"Doyle, Arthur Conan - Stark Munro Letters" - читать интересную книгу автора (Doyle Arthur Conan)


HOME, 10th April, 1881.

Well, my dear Bertie, here I am again in your
postbox. It's not a fortnight since I wrote you that
great long letter, and yet you see I have news enough to
make another formidable budget. They say that the art of
letter-writing has been lost; but if quantity may atone
for quality, you must confess that (for your sins) you
have a friend who has retained it.

When I wrote to you last I was on the eve of going
down to join the Cullingworths at Avonmouth, with every
hope that he had found some opening for me. I must tell
you at some length the particulars of that expedition.

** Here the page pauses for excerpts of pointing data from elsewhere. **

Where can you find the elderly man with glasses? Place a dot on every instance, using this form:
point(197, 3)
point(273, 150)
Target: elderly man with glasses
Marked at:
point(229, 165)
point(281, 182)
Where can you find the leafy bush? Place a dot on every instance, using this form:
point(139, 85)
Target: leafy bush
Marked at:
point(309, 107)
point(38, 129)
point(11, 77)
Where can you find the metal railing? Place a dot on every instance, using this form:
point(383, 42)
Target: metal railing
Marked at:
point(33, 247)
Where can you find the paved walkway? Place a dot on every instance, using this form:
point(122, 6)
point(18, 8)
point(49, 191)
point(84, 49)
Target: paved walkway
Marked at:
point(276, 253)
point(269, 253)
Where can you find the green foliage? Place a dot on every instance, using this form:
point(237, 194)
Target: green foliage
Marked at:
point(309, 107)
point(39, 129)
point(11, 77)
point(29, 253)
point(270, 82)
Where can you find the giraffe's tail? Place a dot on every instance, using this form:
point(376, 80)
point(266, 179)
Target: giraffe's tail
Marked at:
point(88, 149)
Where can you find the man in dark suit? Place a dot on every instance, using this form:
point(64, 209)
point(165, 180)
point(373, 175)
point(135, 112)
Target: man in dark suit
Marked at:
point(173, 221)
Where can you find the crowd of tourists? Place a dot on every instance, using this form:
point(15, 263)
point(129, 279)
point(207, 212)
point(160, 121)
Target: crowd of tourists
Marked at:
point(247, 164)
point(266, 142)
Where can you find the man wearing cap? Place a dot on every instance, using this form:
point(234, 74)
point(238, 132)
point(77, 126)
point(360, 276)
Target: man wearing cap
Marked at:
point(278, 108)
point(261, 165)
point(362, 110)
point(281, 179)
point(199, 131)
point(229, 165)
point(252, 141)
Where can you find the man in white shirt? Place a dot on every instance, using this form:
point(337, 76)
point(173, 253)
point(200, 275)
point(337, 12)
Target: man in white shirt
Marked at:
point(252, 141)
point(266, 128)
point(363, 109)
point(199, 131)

I travelled down part of the way with young Leslie
Duncan, whom I think you know. He was gracious enough to
consider that a third-class carriage and my company were
to be preferred to a first class with solitude. You know
that he came into his uncle's money a little time
ago, and after a first delirious outbreak, he has now
relapsed into that dead heavy state of despair which is
caused by having everything which one can wish for. How
absurd are the ambitions of life when I think that I, who
am fairly happy and as keen as a razor edge, should be
struggling for that which I can see has brought neither
profit nor happiness to him! And yet, if I can read my
own nature, it is not the accumulation of money which is
my real aim, but only that I may acquire so much as will
relieve my mind of sordid cares and enable me to develop
any gifts which I may have, undisturbed. My tastes are
so simple that I cannot imagine any advantage which
wealth can give--save indeed the exquisite pleasure of
helping a good man or a good cause. Why should people
ever take credit for charity when they must know that
they cannot gain as much pleasure out of their guineas in
any other fashion? I gave my watch to a broken
schoolmaster the other day (having no change in my
pocket), and the mater could not quite determine whether
it was a trait of madness or of nobility. I could have
told her with absolute confidence that it was neither the
one nor the other, but a sort of epicurean
selfishness with perhaps a little dash of swagger away
down at the bottom of it. What had I ever had from my
chronometer like the quiet thrill of satisfaction when
the fellow brought me the pawn ticket and told me that
the thirty shillings had been useful?